Abstract
This article investigates whether the Feldstein and Horioka (Citation1980) argument on domestic saving-investment relationship is supported by the data of the countries in the Middle East and North Africa region when financial development levels and exchange rate regimes are taken into account. To this end, we employ both the Auroregressive Distributed Lag bounds cointegration test and panel mean group procedures. The results support the view that a successful international financial integration requires compatible levels of financial intermediation.
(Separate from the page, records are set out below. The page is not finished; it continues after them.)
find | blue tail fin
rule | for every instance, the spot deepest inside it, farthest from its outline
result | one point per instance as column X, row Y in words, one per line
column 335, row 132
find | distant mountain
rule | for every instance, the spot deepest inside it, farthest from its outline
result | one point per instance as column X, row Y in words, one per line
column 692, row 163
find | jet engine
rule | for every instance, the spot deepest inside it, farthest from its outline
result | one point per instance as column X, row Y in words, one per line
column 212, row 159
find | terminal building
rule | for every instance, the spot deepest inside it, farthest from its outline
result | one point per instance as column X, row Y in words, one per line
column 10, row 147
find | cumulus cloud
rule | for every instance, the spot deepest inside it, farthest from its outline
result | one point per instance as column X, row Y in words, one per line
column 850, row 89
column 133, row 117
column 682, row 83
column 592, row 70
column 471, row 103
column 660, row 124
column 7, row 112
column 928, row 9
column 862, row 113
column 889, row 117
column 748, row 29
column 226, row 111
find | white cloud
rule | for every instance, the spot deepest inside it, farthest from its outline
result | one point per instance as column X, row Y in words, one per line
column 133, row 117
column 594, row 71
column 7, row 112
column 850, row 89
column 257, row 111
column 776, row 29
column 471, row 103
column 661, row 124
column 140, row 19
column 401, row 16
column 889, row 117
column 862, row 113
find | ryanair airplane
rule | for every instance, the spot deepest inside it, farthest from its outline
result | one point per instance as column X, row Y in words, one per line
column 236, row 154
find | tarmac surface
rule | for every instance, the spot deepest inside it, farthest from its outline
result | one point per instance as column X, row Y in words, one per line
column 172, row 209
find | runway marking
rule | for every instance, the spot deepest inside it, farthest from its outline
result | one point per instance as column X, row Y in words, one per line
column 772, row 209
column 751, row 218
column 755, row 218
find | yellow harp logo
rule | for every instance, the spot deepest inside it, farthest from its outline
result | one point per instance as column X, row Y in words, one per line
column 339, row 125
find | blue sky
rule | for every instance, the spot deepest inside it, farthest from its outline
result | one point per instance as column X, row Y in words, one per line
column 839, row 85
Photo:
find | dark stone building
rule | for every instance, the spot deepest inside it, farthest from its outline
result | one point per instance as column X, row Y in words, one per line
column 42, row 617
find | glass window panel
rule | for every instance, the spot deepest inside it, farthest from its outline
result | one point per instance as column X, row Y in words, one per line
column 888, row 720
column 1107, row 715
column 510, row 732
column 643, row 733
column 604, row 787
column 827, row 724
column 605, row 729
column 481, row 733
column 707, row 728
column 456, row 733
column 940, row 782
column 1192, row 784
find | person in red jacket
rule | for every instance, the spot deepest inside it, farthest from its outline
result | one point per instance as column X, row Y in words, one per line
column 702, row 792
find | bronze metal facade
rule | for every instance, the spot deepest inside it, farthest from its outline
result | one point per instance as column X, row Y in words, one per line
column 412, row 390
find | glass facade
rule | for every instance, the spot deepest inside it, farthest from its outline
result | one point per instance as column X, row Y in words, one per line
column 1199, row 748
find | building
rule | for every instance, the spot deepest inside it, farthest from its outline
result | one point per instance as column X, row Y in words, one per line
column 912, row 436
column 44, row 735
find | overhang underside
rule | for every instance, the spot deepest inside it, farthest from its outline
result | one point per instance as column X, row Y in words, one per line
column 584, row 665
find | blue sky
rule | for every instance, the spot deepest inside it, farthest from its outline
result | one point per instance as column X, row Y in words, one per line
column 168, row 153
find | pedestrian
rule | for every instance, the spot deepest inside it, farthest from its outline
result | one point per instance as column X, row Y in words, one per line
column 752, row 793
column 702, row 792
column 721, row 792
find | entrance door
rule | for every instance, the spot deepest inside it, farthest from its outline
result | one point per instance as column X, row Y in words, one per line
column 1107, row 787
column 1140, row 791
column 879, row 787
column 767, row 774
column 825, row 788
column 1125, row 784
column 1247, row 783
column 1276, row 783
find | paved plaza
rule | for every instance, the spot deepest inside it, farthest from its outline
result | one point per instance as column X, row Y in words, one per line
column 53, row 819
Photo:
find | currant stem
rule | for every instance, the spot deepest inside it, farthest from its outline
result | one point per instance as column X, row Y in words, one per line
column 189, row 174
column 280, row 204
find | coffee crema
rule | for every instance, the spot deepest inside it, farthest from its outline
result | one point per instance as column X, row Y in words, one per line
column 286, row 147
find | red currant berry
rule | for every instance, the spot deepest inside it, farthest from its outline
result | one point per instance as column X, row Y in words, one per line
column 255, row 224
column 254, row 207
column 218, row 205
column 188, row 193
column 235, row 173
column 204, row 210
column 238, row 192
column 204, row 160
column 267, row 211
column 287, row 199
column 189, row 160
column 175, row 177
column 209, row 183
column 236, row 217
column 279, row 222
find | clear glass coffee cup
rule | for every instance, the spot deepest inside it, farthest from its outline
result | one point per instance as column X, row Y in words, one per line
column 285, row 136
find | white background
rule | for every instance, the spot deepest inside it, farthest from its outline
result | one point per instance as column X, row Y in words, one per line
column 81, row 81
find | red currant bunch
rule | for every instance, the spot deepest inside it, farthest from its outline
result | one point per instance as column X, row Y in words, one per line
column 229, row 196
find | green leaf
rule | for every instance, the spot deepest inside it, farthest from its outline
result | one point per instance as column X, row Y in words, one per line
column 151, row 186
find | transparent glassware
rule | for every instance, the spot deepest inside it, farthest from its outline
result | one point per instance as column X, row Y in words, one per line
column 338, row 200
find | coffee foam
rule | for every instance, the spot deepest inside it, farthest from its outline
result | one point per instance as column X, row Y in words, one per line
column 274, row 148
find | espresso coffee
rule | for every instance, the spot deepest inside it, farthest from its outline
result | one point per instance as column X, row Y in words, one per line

The evidence also suggests that saving-investment cointegration is not invariant to exchange rate regimes.
Notes
1 See Coakley et al . (Citation2004), Obstfeld and Rogoff (Citation2000) and Taylor (Citation2002) for recent surveys.
2 The results of the ADF and KPSS tests suggested that sav t and inv t , are I(1) for Algeria, Egypt, Iran, Syria and Turkey. The variable sav t is I(1) for Morocco, S. Arabia and I(0) for Israel, Jordan, Tunisia whilst inv t is I(1) for Israel, Jordan. The financial development variable fin t is I(0) for Iran and I(1) for the others. The results for the rest of the variables are found not be to definitive whether they are I(0) or I(1). However, the necessary condition for the implementation of the MG and Pesaran et al . (Citation2001) bounds procedures, the degree of integration being less than two for each of the variables in a system, appears to be satisfied. See the working paper version of this study (Özmen, Citation2004) for these results and the individual country estimates to obtain the MG coefficients.
3 Due to the constancy of the exchange rate regimes for Morocco, S. Arabia, Syria and Tunisia, the augmented FH equations do not contain the ERR variables for these countries.